[BIOLOGY FOR ENGINEERS]

Unit II – MUSCULAR SYSTEM

Study of muscles = myology (myo – prefix used for referring to muscles)

Specialized soft tissue system of the human body that undergoes contraction and relaxation (especially
by the help of proteins actin and myosin) thereby aiding in movement.
Morphology: cells of muscle are known as myocytes, the cytoplasm is known as sarcoplasm and the
plasma membrane around the myocytes is known as sarcolemma.
Muscle cells (muscle fibres) can produce action potential when they are excited chemically, electrically
and/or mechanically.
Muscle tissues are derived from the mesodermal germ layer via myogenesis.
Around 700 muscles in a normal, adult human.
Function: locomotion; maintenance of body posture; processes such as respiration, digestion,
circulation and others.
There are three types of muscles: skeletal, smooth, cardiac

(I) SKELETAL MUSCLES:

Around 40% of the body is skeletal muscle.
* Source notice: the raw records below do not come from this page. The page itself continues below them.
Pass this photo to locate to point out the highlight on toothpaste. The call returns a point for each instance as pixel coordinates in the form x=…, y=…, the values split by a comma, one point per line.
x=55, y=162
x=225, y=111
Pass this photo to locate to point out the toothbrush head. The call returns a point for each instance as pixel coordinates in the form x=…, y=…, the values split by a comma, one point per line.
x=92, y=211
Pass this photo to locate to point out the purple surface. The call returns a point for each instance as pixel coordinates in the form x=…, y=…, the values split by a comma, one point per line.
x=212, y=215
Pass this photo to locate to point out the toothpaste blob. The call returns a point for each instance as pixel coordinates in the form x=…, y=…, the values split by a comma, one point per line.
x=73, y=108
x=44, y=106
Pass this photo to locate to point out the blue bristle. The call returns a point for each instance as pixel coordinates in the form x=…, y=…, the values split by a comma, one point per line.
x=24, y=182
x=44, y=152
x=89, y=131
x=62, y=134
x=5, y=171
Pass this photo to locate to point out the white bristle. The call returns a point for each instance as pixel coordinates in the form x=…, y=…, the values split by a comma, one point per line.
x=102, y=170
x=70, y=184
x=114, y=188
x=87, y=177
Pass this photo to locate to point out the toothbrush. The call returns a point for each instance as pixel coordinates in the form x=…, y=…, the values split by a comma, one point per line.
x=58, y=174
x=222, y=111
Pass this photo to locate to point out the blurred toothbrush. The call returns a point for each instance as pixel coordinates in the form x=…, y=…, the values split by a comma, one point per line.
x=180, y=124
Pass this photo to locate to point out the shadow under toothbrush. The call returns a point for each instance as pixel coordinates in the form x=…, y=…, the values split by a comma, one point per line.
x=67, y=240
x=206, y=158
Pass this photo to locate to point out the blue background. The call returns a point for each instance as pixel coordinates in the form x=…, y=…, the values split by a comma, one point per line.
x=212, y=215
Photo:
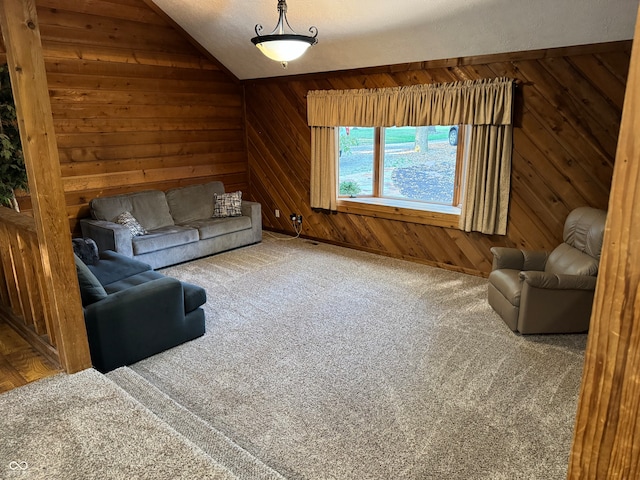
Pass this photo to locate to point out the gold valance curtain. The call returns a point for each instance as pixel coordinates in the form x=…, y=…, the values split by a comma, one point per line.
x=486, y=105
x=474, y=102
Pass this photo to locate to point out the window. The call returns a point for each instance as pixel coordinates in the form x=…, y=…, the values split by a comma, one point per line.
x=409, y=167
x=482, y=109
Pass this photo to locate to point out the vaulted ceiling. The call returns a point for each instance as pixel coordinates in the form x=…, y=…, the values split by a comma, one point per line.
x=365, y=33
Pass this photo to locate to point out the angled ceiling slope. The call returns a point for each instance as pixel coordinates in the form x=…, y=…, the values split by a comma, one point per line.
x=368, y=33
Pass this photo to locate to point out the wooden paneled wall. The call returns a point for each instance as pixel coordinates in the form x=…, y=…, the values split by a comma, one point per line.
x=567, y=118
x=135, y=105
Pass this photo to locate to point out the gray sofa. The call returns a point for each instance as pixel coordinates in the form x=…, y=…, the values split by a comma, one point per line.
x=179, y=224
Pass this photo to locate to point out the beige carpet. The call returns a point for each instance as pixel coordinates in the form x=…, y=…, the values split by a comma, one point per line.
x=328, y=363
x=82, y=426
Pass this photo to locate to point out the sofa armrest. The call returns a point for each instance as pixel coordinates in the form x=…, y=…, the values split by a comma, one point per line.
x=108, y=235
x=558, y=281
x=135, y=323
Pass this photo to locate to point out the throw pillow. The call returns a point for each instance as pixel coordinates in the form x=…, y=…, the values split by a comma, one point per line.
x=86, y=250
x=227, y=204
x=129, y=221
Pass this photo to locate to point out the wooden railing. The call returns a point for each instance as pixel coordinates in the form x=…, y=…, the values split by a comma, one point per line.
x=25, y=303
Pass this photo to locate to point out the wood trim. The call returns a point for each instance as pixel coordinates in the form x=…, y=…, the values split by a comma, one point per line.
x=40, y=343
x=21, y=35
x=607, y=429
x=397, y=210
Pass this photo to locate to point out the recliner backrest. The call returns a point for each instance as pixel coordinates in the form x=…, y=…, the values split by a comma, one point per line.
x=584, y=230
x=580, y=252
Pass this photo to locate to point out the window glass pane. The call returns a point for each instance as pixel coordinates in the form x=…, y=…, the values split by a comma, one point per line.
x=420, y=163
x=356, y=161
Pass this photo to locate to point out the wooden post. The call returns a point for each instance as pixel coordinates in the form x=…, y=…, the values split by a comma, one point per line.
x=606, y=439
x=29, y=81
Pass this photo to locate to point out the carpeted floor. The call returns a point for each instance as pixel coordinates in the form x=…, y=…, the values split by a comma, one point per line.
x=83, y=426
x=328, y=363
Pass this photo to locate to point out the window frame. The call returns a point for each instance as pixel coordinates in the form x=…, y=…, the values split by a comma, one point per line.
x=414, y=211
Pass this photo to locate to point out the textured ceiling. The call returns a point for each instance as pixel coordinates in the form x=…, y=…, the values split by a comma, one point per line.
x=366, y=33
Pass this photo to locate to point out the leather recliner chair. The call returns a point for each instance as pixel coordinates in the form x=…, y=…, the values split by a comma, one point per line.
x=541, y=292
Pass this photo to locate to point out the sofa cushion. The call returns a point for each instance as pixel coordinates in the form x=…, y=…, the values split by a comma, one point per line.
x=194, y=296
x=150, y=208
x=91, y=290
x=165, y=237
x=129, y=221
x=132, y=281
x=228, y=204
x=86, y=250
x=214, y=227
x=193, y=202
x=114, y=266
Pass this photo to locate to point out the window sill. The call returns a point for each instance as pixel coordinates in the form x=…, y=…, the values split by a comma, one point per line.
x=402, y=210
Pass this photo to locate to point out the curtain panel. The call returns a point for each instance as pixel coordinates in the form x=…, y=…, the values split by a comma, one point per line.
x=486, y=105
x=474, y=102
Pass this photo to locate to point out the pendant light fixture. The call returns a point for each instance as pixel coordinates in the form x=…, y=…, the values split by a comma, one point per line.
x=282, y=45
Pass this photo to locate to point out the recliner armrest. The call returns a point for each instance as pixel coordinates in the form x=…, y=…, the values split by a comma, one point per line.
x=516, y=259
x=558, y=281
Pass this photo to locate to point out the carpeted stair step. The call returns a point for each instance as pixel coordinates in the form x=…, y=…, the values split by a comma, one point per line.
x=211, y=441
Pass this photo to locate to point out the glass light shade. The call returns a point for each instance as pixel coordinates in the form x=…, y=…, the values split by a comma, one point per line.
x=283, y=50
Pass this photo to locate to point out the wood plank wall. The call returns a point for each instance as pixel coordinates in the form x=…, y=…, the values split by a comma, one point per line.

They are also known as striated muscles.
Most of them end and begin in tendons (fibrous tissue attaching a muscle to a bone).
As seen in Fig. 1, each skeletal muscle (A) is composed of muscle bundles (fasciculus) (B) each of which
is surrounded by a type of connective tissue known as perimysium. The fasciculus in turn, is composed of
several fibres (C) (each 10 – 80 μm diameter and
enclosed by the sarcolemma). Each of these fibres
in turn is composed of thousands of myofibrils
(D). Each (D) consists of several myofilaments
(E) that are made up of several myosin and actin
filaments (main protein polymers responsible for
contraction). Myosin (thick) and actin (thin) are
present as interdigitation giving rise to an
alternative dark and light banding pattern as
observed in (D). Differences in the refractive
indexes of various parts of muscle fibres give rise
to the appearance of cross-striations. I (isotropic)
band contains actin whereas the A (anisotropic)
band is made up of myosin. Within the A band
there is a pale region named the H band which is
not superimposed with actin. A transverse M line
is also present in the middle of the H band. The
small projections from the myosin filaments are
known as cross bridges (as seen in L). Their
interaction with actin filaments aid in contraction.
Each myofibril is made up of several units known
as sarcomere (~2 μm) each of which is the length
between two consecutive Z discs. Thus, [1
sarcomere = Z disc – A {pale H (M line)} band –
I band – Z disc]. This complicated yet organized
structure of skeletal muscles, enable its
contraction and relaxation.
Fig. 1. Hierarchical organization of skeletal
muscle.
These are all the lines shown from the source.